I'll get some video real soon I promise!


----------



## kid (Feb 19, 2010)

That's awesome. Yes, video please


----------



## RoxyBlue (Oct 6, 2008)

Now I know why this guy looks so depressed - he realized he's wearing women's clothing

I love his facial expression. You have such a knack for coming up with demented looking creations


----------



## apetoes (Feb 23, 2010)

Bernie looks amazing! Love the stuff on your site as well. The detail is stunning, my props look "ok" at night, yours look fantastic even in full daylight. Great Stuff!


----------



## The Watcher (Sep 13, 2008)

Thanks for posting this. I did no what a Bunnraku puppet was. You such a great look with this guy. I'll bet you could put on a great show with these.


----------



## Dead Things (Apr 4, 2009)

I also did not know what a bunraku puppet was, very cool. I checked out your website. Wow, very creative! Wonderful expressions on your props, great style! And I love the hands. A tutorial on those would be great.


----------



## scarymovie (Feb 14, 2010)

That looks cool! Thanks for showing a how-to!


----------



## dubbax3 (Jan 22, 2008)

Thanks for all the positive feedback I'm glad you like it. I'm hoping to put some video up within the next few days. I seem to have lost one of Bernie's shoes.


----------



## dubbax3 (Jan 22, 2008)

Dead Things said:


> I also did not know what a bunraku puppet was, very cool. I checked out your website. Wow, very creative! Wonderful expressions on your props, great style! And I love the hands. A tutorial on those would be great.

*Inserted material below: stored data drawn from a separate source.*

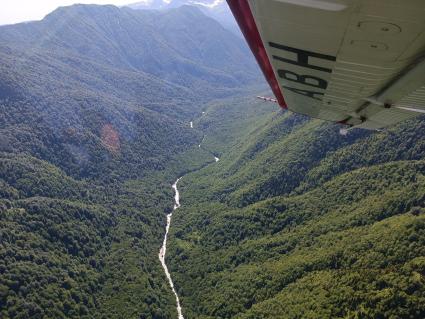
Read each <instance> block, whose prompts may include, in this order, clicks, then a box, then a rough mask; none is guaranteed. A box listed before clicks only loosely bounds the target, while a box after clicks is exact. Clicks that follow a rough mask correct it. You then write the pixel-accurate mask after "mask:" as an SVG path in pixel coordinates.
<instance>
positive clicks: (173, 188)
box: [159, 177, 184, 319]
mask: <svg viewBox="0 0 425 319" xmlns="http://www.w3.org/2000/svg"><path fill="white" fill-rule="evenodd" d="M180 179H181V177H180V178H178V179H177V180H176V182H175V183H174V184H173V186H172V187H173V189H174V193H175V195H174V209H173V212H174V211H175V210H176V209H177V208H179V207H180V194H179V190H178V189H177V183H178V182H179V180H180ZM173 212H171V213H169V214H168V215H167V226H166V227H165V235H164V241H163V243H162V247H161V249H160V250H159V260H160V261H161V265H162V268H164V272H165V275H166V276H167V279H168V283H169V284H170V286H171V290H172V291H173V293H174V295H175V296H176V304H177V315H178V319H184V317H183V313H182V307H181V306H180V300H179V295H177V292H176V290H175V289H174V283H173V280H172V279H171V275H170V272H169V271H168V267H167V264H166V263H165V253H166V251H167V236H168V231H169V230H170V224H171V217H173Z"/></svg>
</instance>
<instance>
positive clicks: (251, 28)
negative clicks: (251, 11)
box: [227, 0, 287, 108]
mask: <svg viewBox="0 0 425 319" xmlns="http://www.w3.org/2000/svg"><path fill="white" fill-rule="evenodd" d="M227 4H228V5H229V7H230V9H231V10H232V13H233V16H234V17H235V19H236V21H237V22H238V24H239V28H240V29H241V31H242V33H243V35H244V37H245V39H246V41H247V42H248V45H249V47H250V48H251V51H252V53H253V54H254V56H255V59H256V60H257V62H258V64H259V65H260V68H261V71H263V74H264V76H265V78H266V80H267V82H268V83H269V85H270V88H271V89H272V91H273V93H274V95H275V96H276V99H277V101H278V103H279V105H280V106H281V107H283V108H286V107H287V106H286V103H285V99H284V98H283V95H282V91H281V90H280V86H279V83H278V82H277V79H276V76H275V74H274V72H273V67H272V65H271V64H270V60H269V58H268V56H267V53H266V49H265V48H264V44H263V41H262V40H261V36H260V33H259V32H258V29H257V25H256V24H255V20H254V17H253V15H252V12H251V8H250V7H249V4H248V1H247V0H227Z"/></svg>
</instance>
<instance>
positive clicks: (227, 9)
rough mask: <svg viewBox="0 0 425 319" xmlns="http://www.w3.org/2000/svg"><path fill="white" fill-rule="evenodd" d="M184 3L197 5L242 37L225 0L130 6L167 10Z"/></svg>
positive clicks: (148, 8)
mask: <svg viewBox="0 0 425 319" xmlns="http://www.w3.org/2000/svg"><path fill="white" fill-rule="evenodd" d="M183 5H190V6H194V7H197V8H198V9H199V10H201V11H202V12H203V13H204V14H205V15H207V16H209V17H211V18H213V19H215V20H217V21H218V22H220V24H221V25H222V26H223V27H225V28H226V29H228V30H230V31H232V32H233V33H234V34H236V35H238V36H239V37H242V33H241V31H240V30H239V27H238V24H237V23H236V21H235V19H234V18H233V15H232V13H231V11H230V9H229V7H228V5H227V3H226V1H225V0H171V1H164V0H152V1H141V2H135V3H131V4H129V5H128V7H130V8H132V9H139V10H146V9H150V10H166V9H170V8H178V7H181V6H183Z"/></svg>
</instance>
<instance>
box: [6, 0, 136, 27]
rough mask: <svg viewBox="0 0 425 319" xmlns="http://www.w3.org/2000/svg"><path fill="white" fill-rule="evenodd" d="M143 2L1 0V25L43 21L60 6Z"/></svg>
mask: <svg viewBox="0 0 425 319" xmlns="http://www.w3.org/2000/svg"><path fill="white" fill-rule="evenodd" d="M139 1H141V0H0V25H2V24H11V23H17V22H22V21H29V20H41V19H43V17H44V16H45V15H47V14H48V13H50V12H52V11H53V10H55V9H56V8H57V7H60V6H67V5H71V4H74V3H97V4H115V5H124V4H129V3H133V2H139Z"/></svg>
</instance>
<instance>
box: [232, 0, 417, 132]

Thanks alot. As far as the hands go it's just a clay sculpture with a two piece mold. Then it's cast in mask latex. That's about it. If I ever do any molding I'll make sure to post some pics but there is soo much on molding on the internet I probably wouldnt do it justice.


----------



## Dead Things (Apr 4, 2009)

I don't want to hijack this thread, but those hands have such odd angles. Is the cast palm/ back or fingers/palms. You have such a great style, cartoonish almost, and I don't mean that in a derogatory manner. It seems very familiar and yet fresh, which I feel is a hallmark of great art.


----------



## dubbax3 (Jan 22, 2008)

Dead Things said:


> I don't want to hijack this thread, but those hands have such odd angles. Is the cast palm/ back or fingers/palms. You have such a great style, cartoonish almost, and I don't mean that in a derogatory manner. It seems very familiar and yet fresh, which I feel is a hallmark of great art.


No man I dont take offense to that at all. That was what I was going for. I like realism but cartoony is more fun. Bernie in whole is supposed to be characterized. Cute with and edge. Glad you get it and thanks alot.


----------



## kevin242 (Sep 30, 2005)

lol, what an expression! thanks for the post


----------



## debbie5 (Mar 2, 2007)

If you use a simple drape of black velvet or ultrasuade (I take a length of fabric and cut an X where I want my neck to be & just drape it over me) it breaks up your body contours and deflects light off of you even better. This is sweet..


----------